God, it made me darn proud. I felt privileged. I did. I felt real proud.
The kids were cheering and down the hill past the Convenience comes THE OLYMPIC TORCH! Their little faces lit up like a Christmas tree as the bloke carrying the thing gave them a little wave. Pleased as punch they were. It was a great day in our household, I'm telling you. A great day.
So after all the excitement of the torch we made a special show out of it and had a Dick Smith breakfast. Won't catch us having Vegemite in our house. No siree. We went with the Golden Circle pineapple rings and the Dick's own peanut butter on bread made by those Vietnamese in the High Street (you know the place, where Kelly Whatshername works Saturdays).
We're doing our bit. Won't catch us giving into the multinationals. We decided to stand by our own kind.

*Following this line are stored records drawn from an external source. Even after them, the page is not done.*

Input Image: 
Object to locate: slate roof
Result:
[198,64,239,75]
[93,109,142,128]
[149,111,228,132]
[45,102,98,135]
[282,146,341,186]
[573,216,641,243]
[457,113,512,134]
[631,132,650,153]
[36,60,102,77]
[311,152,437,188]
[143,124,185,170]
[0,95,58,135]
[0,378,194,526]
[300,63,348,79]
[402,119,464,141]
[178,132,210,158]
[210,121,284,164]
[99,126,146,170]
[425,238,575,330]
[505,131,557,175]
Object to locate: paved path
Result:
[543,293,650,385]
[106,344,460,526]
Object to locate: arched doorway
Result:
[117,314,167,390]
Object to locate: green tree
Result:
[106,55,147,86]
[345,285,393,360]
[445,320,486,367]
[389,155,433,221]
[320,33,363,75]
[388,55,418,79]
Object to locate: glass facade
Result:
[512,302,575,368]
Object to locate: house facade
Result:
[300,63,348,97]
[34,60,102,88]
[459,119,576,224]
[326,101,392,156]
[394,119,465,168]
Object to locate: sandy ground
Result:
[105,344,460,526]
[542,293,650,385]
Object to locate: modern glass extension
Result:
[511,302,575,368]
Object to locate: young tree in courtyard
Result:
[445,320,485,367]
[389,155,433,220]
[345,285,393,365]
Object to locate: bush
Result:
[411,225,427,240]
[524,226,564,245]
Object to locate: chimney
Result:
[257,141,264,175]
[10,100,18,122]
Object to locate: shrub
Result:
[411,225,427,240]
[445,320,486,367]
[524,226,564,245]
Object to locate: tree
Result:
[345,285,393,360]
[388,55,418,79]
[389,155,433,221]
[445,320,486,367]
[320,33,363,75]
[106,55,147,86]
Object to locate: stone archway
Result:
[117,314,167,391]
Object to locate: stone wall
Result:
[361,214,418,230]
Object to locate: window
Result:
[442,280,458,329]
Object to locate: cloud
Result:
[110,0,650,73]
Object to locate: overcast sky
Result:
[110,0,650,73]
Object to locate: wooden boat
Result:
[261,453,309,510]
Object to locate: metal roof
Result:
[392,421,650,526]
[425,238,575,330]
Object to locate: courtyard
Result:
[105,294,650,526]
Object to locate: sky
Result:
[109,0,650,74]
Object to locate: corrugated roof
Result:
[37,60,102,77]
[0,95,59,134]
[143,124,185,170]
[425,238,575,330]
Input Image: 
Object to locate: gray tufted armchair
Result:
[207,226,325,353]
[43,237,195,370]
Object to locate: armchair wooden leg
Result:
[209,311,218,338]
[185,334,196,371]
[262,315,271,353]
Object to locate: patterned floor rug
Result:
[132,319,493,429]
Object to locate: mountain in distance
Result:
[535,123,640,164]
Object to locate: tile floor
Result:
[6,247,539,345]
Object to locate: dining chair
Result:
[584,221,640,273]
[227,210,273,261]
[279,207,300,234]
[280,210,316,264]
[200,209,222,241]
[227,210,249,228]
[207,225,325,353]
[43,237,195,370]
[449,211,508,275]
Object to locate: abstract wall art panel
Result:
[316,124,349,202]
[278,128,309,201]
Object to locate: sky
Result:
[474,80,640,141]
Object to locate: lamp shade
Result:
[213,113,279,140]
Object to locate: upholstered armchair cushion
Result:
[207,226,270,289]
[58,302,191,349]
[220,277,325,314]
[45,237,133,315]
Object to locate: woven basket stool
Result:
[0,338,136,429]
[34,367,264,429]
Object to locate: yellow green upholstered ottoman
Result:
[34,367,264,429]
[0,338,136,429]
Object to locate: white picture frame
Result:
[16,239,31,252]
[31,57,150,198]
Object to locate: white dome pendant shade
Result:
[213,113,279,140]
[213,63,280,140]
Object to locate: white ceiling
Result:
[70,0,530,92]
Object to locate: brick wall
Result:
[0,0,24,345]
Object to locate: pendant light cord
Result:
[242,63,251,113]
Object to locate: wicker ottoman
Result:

It's all very nice to get into the Olympic spirit, I tell the youngsters, but when it comes to which side your bread gets buttered on, you gotta think closer to home. Hip pocket nerve and all that.
When you grow up, I say, you want a job to be there. It pays to plan ahead. Look after number one in this world. That's what the Olympic spirit's good for.
Makes you think. It's dog eat dog in this world. You gotta stand by the team — Aussie jobs, Aussie dollar, Aussie this and that — and keep on buying Australian. That's what Dick says.
If you ask me, Dick comes across as a true Australian in a National Geographic way — not a Chips Rafferty or Slim Dusty way — but he speaks to the city folk. You know what I mean?
I couldn't come at that Hanson woman. A bit crude and rude if you asked me. But Dick? What you see is what you get. He's one for the battlers (not that he says so). But that's the impression, isn't it?
All them companies doing it tough — BHP, the Commonwealth Bank, Telstra. At heart they're all about keeping jobs at home. You know what I mean? The money stays here — as Dick says — gets spent in this country, not somewhere else.
In this day and age it ain't easy to find principles to live by. Well I reckon Dick has served us up one. Food for thought, as it were — peanut butter and pineapple rings. There's gotta be a job in it somewhere?